Stylist Jill Navratil is preparing for another day of meeting with her clients.
“We’ve been pretty busy because people are worried they might not get in eventually,” Navratil said.
It’s something she’s already seen happen to hair stylists in neighboring states.
“It is scary that Minnesota has closed all salons, Iowa has and now Colorado has, for over a month, and for me to not have an income for that long, is pretty scary,” Navratil said.
“That is my whole income, so I have no income, and technically I’m self employed, so that makes it more difficult,” Sioux Falls cosmetologist Holly Hintz said.
Hintz has already had her business of doing hair for local nursing home residents shut down.
“Some ladies get their hair done twice a week, almost all of them once a week at least, I have been getting a few phone calls of when do you get to come back, when do I get to get my hair done?” Hintz said.
Hintz says it’s impossible to know how long this might last; it’s why she and her husband have now put their house on the market, preparing for the possibility of weeks with no pay.

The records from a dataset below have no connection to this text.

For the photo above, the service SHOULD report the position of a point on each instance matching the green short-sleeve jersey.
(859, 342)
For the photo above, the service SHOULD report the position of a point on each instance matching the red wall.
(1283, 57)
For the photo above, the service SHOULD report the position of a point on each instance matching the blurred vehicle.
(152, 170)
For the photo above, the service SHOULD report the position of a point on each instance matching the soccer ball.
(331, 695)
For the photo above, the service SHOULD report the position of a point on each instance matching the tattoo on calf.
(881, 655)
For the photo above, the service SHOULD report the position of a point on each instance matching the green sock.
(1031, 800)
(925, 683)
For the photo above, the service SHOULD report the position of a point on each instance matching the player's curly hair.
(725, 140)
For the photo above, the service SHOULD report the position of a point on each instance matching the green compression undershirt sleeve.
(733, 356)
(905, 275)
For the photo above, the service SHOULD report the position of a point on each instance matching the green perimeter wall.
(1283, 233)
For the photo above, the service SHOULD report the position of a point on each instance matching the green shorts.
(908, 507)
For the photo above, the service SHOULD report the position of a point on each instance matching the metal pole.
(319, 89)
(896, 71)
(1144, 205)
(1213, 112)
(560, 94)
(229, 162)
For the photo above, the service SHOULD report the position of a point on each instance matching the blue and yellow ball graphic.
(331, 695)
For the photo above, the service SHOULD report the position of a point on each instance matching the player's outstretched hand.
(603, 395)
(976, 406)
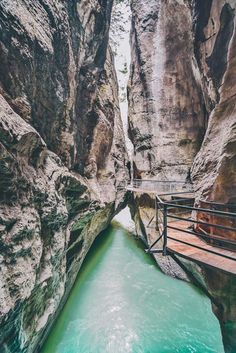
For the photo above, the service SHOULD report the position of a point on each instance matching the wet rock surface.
(62, 156)
(182, 115)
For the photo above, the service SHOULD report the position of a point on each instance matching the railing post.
(165, 229)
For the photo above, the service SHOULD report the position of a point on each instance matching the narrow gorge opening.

“I went from planning a vacation, to what are we going to do? Because my husband can’t work either,” Hintz said.
“As a single mom, I don’t have a backup plan, I don’t have someone else to help, so I don’t know what it will be like,” Navratil said.
That fear of being forced to close is why Navratil and other area stylists are taking precautions, but still working as much as they can, for now.
“I have lots of people texting me and calling asking whether I’m open or not or if I will be at the time of their service. I say I don’t know,” Navratil said. “But until I hear otherwise, I’m here doing business as normal.”
Governor Noem’s office announced small business owners and non profit organizations in the state that have been negatively impacted by COVID-19 are eligible for low interest loans from the U.S. Small Business Administration.